What the CDC’s new study tells us about long COVID

What the CDC’s new study tells us about long COVID

A new report from the U.S. Centers for Disease Control and Prevention suggests that over 1 in 5 COVID-19 survivors under the age of 65 could develop long COVID. And those odds increase the older you get — among patients 65 and older, 1 in 4 could develop the protracted symptoms associated with the condition, the study found. Here’s everything you need to know:
What is long COVID?
“Long COVID” refers to the long-term health effects of a coronavirus infection, including lingering fatigue, respiratory and heart symptoms like difficulty breathing and chest pain, neurological symptoms like headache and brain fog, and digestive and other symptoms like stomach, joint, or muscle pain, per the CDC. These “post-COVID conditions,” as the agency refers to them, are most often found in those who had a serious bout of COVID — but anyone recovering from infection is susceptible.
Symptoms are typically first identified about four weeks after the initial infection, and can then last weeks or even months before maybe going away or perhaps coming back again. Additionally, long COVID might not affect everyone the same way, often making it difficult for those suffering, as well as their health care providers, to make a diagnosis. Unfortunately, the vaccine might not make much of a difference on this front — a large U.S. study published Wednesday suggests coronavirus inoculation has only a “slight protective effect” against long COVID, The Washington Post writes. Though it seems to reduce the risk of lung and blood clot disorders, the vaccine doesn’t protect much against the condition’s other symptoms, the study found.

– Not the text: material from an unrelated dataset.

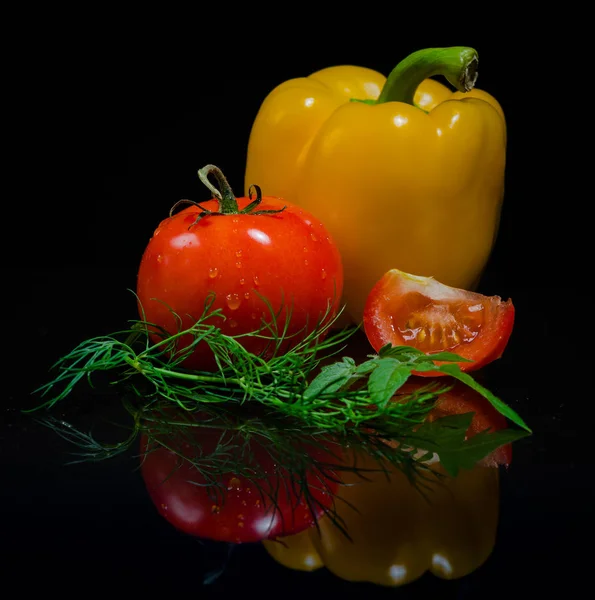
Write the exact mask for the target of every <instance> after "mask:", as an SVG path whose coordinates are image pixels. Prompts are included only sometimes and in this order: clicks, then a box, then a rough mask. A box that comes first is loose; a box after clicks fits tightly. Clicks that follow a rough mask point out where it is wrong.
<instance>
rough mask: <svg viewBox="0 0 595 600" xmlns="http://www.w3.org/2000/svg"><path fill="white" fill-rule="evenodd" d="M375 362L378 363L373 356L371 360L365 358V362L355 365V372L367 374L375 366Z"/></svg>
mask: <svg viewBox="0 0 595 600" xmlns="http://www.w3.org/2000/svg"><path fill="white" fill-rule="evenodd" d="M377 363H378V360H377V359H375V358H373V359H371V360H367V361H366V362H363V363H361V364H359V365H358V366H357V368H356V369H355V374H356V375H367V374H368V373H370V372H371V371H373V370H374V369H375V368H376V364H377Z"/></svg>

All in all, it’s important to note there’s also still much unknown about long COVID, so findings and understandings regarding the condition might change.
Is long COVID a big deal?
Absolutely. 
“This is real, definable, and causes significant patient suffering,” Bruce Levy of the Brigham and Women’s Hospital in Boston told the Post in February, referring to long COVID. “The majority of people who got acutely infected felt totally normal before they had their infection, and now they don’t feel normal. That’s jarring.”
Why does it happen?
Scientists aren’t entirely sure… but they do have some ideas. Some experts believe that an intense immune response during a primary COVID infection may lead to inflammation and damage throughout the body, eventually resulting in long COVID, The New York Times reports. Another theory is that the immune system never really shuts down after the initial infection.
How is it diagnosed?
At the moment, given the condition’s wide array of symptoms, doctors must rely on patient descriptions and process of elimination to diagnose long COVID, reports the Times. To hopefully clarify the process, researchers are working to identify certain biomarkers that correspond to certain post-COVID conditions, like inflammation.
What did the CDC’s report say?
The large study, published online on May 24, found that one in five previously-infected adults under the age of 65 has experienced at least one symptom that could be considered long COVID. In those older than 65, that breakdown increases to one in four. And, “in an indication of how seriously the [agency] views the problem of long COVID,” writes the Times, the authors of the study recommended “routine assess­ment for post-COVID conditions among persons who survive COVID-19.”
For both age groups — above and below 65-years-old — COVID patients’ risk of developing respiratory symptoms and lung problems doubled compared to uninfected individuals, the study found. Meanwhile, those above 65 were at greater risk of developing kidney failure, neurological conditions, and a number of mental health conditions than their younger counterparts. Regardless of age, the most commonly reported post-COVID infection symptoms were respiratory issues and musculoskeletal pain.
The study did not incorporate patients’ vaccination status, nor did it report certain demographic information, like race, ethnicity, sex, or location. It also did not identify which virus variants were connected to each case, the Times notes. 
Notably, researchers concluded that long COVID might “affect a patient’s ability to contribute to the work force and might have economic consequences for survivors and their dependents.” The study’s results could “potentially translate into millions of people with new diabetes, heart disease, kidney disease, neurologic problems,” epidemiologist Dr. Ziyad Al-Aly, who was not involved in the research, told the Times. “These are lifelong conditions — certainly manageable, but not curable conditions.”
Is there a treatment for long COVID? Can you cure it? 
Unfortunately, there is no cure for long COVID — at least not at the moment. There are, however, certain steps long COVID patients can take to hopefully ease and treat their symptoms. For starters, make sure to talk to your primary care doctor; if you’re concerned that what you’re feeling is COVID-related, there’s no need to wait. Otherwise, you might check out a post-COVID clinic, a number of which are cropping up nationwide and offer multidisciplinary and individualized care, both the Times and the Post report. Be warned, however; accessing a clinic might mean out-of-state travel, and can be difficult to do depending on your insurance. 
Experts have also indicated that, in addition to symptom-specific treatment, “rehabilitation through low-paced gradual increases in activity is key to recovery,” the Post writes. Overall, experts advise remembering that healing isn’t linear and will take time.